The increasing number of humanitarian crises and disasters that the world is facing calls for doing more, for more people, more effectively and at a lower cost. Introducing more cost-effective technology-based solutions can help enhance humanitarian response. Recent examples of frugal application of advanced technologies in humanitarian contexts include improved shelters with advanced materials; better portable water filtration and purification systems based on nano-technology catalysts; off-grid energy supplied through organic photovoltaics, or customised humanitarian supplies thanks to 3D printing technology.
Addressing humanitarian challenges requires a more effective involvement of a wider variety of actors, notably the private sector and the research and innovation communities.
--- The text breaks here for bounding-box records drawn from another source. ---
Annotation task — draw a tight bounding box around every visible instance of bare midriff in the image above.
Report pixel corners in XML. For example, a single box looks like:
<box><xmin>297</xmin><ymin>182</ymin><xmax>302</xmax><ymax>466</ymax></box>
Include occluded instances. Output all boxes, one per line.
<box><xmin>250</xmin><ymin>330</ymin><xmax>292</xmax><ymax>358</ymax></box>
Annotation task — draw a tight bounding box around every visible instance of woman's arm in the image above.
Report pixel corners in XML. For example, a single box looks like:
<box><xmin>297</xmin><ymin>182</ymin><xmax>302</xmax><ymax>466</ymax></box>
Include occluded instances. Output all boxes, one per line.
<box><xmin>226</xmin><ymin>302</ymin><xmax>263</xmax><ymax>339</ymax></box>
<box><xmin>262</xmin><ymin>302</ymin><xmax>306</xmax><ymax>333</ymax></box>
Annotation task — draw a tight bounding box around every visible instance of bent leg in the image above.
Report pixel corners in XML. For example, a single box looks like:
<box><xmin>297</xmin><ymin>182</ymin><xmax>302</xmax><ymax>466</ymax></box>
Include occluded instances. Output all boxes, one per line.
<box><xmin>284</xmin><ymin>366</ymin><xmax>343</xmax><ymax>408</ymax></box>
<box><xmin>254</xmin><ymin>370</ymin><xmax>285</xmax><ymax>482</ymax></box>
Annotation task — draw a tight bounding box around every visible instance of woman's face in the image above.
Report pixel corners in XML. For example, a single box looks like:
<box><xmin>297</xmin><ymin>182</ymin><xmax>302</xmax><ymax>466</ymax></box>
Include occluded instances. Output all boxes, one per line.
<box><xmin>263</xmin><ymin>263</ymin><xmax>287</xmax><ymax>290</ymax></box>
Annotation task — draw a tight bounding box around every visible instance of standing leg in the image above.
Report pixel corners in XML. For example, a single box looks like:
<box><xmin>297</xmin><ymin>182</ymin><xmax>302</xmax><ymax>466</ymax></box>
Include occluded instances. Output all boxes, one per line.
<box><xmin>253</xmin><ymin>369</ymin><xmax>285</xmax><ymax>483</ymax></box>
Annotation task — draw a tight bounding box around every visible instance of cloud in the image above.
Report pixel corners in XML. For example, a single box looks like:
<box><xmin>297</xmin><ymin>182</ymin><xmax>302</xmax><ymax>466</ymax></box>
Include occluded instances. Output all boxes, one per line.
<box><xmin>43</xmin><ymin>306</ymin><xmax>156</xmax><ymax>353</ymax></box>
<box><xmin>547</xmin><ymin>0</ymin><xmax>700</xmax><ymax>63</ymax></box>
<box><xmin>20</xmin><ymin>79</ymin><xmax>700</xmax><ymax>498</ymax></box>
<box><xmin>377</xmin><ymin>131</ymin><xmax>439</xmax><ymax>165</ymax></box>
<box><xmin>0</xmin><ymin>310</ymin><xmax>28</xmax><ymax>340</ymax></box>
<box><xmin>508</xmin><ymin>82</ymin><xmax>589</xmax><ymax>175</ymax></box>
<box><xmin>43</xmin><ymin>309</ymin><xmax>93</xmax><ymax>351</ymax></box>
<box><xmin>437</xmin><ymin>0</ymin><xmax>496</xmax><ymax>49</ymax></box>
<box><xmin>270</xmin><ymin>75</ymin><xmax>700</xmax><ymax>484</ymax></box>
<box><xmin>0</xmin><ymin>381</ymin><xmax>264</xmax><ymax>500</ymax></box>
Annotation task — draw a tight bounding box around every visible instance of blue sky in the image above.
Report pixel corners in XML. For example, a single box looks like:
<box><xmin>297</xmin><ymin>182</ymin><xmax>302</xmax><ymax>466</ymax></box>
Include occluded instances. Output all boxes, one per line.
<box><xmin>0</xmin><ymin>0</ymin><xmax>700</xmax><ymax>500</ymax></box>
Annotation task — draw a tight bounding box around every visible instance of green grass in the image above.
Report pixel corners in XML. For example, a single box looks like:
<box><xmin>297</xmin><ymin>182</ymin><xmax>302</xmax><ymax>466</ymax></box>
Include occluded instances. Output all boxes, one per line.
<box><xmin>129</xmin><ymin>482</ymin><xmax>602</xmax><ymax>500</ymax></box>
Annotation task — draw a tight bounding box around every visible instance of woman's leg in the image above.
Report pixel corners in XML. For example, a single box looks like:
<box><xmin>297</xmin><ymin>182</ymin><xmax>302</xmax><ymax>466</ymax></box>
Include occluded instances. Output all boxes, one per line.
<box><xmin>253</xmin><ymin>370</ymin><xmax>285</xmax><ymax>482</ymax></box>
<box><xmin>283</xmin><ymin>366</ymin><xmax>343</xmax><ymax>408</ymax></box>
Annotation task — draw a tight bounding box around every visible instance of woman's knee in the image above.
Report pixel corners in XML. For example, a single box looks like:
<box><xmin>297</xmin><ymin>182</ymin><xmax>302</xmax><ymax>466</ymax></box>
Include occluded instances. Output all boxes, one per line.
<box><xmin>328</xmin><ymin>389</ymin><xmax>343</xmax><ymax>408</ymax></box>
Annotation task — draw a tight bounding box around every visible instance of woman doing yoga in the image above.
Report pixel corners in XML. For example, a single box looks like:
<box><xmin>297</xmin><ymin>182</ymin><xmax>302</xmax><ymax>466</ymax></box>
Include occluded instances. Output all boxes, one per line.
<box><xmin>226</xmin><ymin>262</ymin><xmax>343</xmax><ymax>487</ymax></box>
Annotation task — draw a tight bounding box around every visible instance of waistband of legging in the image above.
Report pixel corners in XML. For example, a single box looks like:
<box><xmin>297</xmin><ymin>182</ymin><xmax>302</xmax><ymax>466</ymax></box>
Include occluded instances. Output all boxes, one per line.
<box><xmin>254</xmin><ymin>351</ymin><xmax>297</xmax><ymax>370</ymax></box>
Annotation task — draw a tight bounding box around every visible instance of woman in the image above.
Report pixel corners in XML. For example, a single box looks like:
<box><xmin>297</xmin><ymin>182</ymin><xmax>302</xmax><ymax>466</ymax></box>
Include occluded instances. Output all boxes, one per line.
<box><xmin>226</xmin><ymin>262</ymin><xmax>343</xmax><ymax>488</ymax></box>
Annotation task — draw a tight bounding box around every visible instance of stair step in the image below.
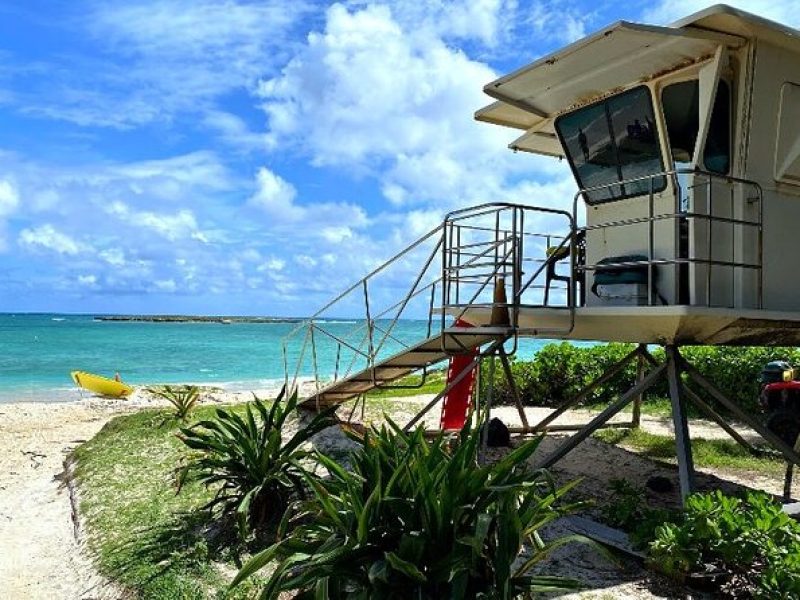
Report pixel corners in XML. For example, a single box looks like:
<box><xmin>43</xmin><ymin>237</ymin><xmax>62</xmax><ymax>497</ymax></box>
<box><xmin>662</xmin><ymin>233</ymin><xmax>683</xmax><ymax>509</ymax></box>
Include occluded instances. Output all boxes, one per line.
<box><xmin>300</xmin><ymin>327</ymin><xmax>513</xmax><ymax>408</ymax></box>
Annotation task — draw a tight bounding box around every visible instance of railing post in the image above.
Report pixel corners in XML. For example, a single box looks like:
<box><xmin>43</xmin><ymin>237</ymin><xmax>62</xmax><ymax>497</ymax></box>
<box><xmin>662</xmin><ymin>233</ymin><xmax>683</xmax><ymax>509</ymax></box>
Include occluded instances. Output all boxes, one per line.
<box><xmin>364</xmin><ymin>279</ymin><xmax>375</xmax><ymax>383</ymax></box>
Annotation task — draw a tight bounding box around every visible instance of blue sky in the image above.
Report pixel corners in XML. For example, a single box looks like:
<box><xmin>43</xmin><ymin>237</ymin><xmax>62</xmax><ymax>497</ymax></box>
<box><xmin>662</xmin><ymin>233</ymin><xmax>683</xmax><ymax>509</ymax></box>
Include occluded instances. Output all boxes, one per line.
<box><xmin>0</xmin><ymin>0</ymin><xmax>800</xmax><ymax>315</ymax></box>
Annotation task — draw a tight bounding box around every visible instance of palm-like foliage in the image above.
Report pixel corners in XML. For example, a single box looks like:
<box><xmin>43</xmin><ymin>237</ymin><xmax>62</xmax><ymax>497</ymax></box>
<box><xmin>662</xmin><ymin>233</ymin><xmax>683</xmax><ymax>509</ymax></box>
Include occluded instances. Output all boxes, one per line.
<box><xmin>148</xmin><ymin>385</ymin><xmax>200</xmax><ymax>421</ymax></box>
<box><xmin>234</xmin><ymin>423</ymin><xmax>592</xmax><ymax>600</ymax></box>
<box><xmin>179</xmin><ymin>388</ymin><xmax>335</xmax><ymax>533</ymax></box>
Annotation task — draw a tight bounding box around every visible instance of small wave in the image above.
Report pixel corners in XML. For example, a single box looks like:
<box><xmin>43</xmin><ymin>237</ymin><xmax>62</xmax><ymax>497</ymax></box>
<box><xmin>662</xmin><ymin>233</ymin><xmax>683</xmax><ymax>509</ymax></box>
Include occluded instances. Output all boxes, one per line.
<box><xmin>320</xmin><ymin>319</ymin><xmax>358</xmax><ymax>325</ymax></box>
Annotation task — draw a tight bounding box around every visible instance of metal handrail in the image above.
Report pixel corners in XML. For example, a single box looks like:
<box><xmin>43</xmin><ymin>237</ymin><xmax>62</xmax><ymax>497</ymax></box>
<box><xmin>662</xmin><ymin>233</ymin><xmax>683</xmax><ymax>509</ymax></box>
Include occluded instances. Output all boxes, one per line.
<box><xmin>283</xmin><ymin>202</ymin><xmax>575</xmax><ymax>395</ymax></box>
<box><xmin>572</xmin><ymin>169</ymin><xmax>764</xmax><ymax>309</ymax></box>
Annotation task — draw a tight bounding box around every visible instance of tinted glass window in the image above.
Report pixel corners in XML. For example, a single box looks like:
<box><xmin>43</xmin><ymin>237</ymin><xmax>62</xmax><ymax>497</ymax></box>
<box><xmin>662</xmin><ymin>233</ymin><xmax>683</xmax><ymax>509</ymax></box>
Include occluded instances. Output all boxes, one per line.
<box><xmin>661</xmin><ymin>80</ymin><xmax>700</xmax><ymax>168</ymax></box>
<box><xmin>661</xmin><ymin>79</ymin><xmax>731</xmax><ymax>174</ymax></box>
<box><xmin>703</xmin><ymin>81</ymin><xmax>731</xmax><ymax>175</ymax></box>
<box><xmin>556</xmin><ymin>87</ymin><xmax>666</xmax><ymax>203</ymax></box>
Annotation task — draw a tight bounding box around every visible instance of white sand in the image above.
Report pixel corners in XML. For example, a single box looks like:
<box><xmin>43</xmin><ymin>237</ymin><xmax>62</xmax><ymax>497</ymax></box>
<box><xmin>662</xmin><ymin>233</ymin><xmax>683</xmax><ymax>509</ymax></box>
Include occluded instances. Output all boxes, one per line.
<box><xmin>0</xmin><ymin>390</ymin><xmax>800</xmax><ymax>600</ymax></box>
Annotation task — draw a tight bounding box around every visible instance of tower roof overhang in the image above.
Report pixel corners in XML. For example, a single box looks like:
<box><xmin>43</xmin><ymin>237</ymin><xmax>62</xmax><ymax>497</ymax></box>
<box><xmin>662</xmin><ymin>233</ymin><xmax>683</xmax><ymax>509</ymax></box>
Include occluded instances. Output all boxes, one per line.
<box><xmin>475</xmin><ymin>13</ymin><xmax>760</xmax><ymax>156</ymax></box>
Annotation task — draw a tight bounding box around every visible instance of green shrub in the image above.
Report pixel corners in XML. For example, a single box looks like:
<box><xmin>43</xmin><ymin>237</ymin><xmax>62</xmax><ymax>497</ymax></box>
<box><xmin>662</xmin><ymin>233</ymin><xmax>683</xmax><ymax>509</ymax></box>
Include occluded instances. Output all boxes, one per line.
<box><xmin>600</xmin><ymin>479</ymin><xmax>677</xmax><ymax>548</ymax></box>
<box><xmin>481</xmin><ymin>342</ymin><xmax>800</xmax><ymax>414</ymax></box>
<box><xmin>234</xmin><ymin>423</ymin><xmax>592</xmax><ymax>599</ymax></box>
<box><xmin>178</xmin><ymin>388</ymin><xmax>334</xmax><ymax>534</ymax></box>
<box><xmin>649</xmin><ymin>491</ymin><xmax>800</xmax><ymax>598</ymax></box>
<box><xmin>147</xmin><ymin>385</ymin><xmax>200</xmax><ymax>421</ymax></box>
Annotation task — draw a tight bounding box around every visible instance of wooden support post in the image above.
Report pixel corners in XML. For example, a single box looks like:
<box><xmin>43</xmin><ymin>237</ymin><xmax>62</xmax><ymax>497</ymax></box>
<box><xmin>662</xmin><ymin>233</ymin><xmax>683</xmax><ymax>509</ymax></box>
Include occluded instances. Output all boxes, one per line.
<box><xmin>631</xmin><ymin>344</ymin><xmax>647</xmax><ymax>428</ymax></box>
<box><xmin>541</xmin><ymin>364</ymin><xmax>667</xmax><ymax>469</ymax></box>
<box><xmin>500</xmin><ymin>346</ymin><xmax>529</xmax><ymax>429</ymax></box>
<box><xmin>664</xmin><ymin>344</ymin><xmax>694</xmax><ymax>501</ymax></box>
<box><xmin>478</xmin><ymin>354</ymin><xmax>495</xmax><ymax>464</ymax></box>
<box><xmin>683</xmin><ymin>385</ymin><xmax>758</xmax><ymax>454</ymax></box>
<box><xmin>678</xmin><ymin>356</ymin><xmax>800</xmax><ymax>465</ymax></box>
<box><xmin>783</xmin><ymin>435</ymin><xmax>800</xmax><ymax>504</ymax></box>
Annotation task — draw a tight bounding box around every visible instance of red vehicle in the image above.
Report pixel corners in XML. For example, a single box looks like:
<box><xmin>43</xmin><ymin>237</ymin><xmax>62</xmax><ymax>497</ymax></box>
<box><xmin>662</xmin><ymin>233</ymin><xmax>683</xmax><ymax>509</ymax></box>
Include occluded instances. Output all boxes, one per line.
<box><xmin>760</xmin><ymin>361</ymin><xmax>800</xmax><ymax>446</ymax></box>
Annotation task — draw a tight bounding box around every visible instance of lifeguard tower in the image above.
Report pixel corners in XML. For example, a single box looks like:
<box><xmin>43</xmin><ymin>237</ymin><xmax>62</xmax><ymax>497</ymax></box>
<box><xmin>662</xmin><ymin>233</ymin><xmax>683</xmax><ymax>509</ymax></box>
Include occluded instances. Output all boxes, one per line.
<box><xmin>287</xmin><ymin>5</ymin><xmax>800</xmax><ymax>502</ymax></box>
This is why, in November 2017, the European Commission launched a Prize on Affordable High-Tech for Humanitarian Aid under the Horizon 2020 Programme. The prize will support the development of proven, innovative humanitarian solutions with greater cost-effectiveness, based on the frugal application of advanced technologies. The prize aims to induce increased collaboration between humanitarian actors, the private sector and research and innovation communities. Five prizes, each worth EUR 1 million, will be awarded in the following categories: a) shelter and related assistance; b) water, sanitation and hygiene; c) energy; d) health and medical care; and e) open category.
The event will be a roundtable discussion. Participants will include representatives of:
a) Corporations developing advanced technologies and materials,
b) Research and scientific centres conducting applied research in this domain, and
c) Humanitarian organisations with strong innovation capacities.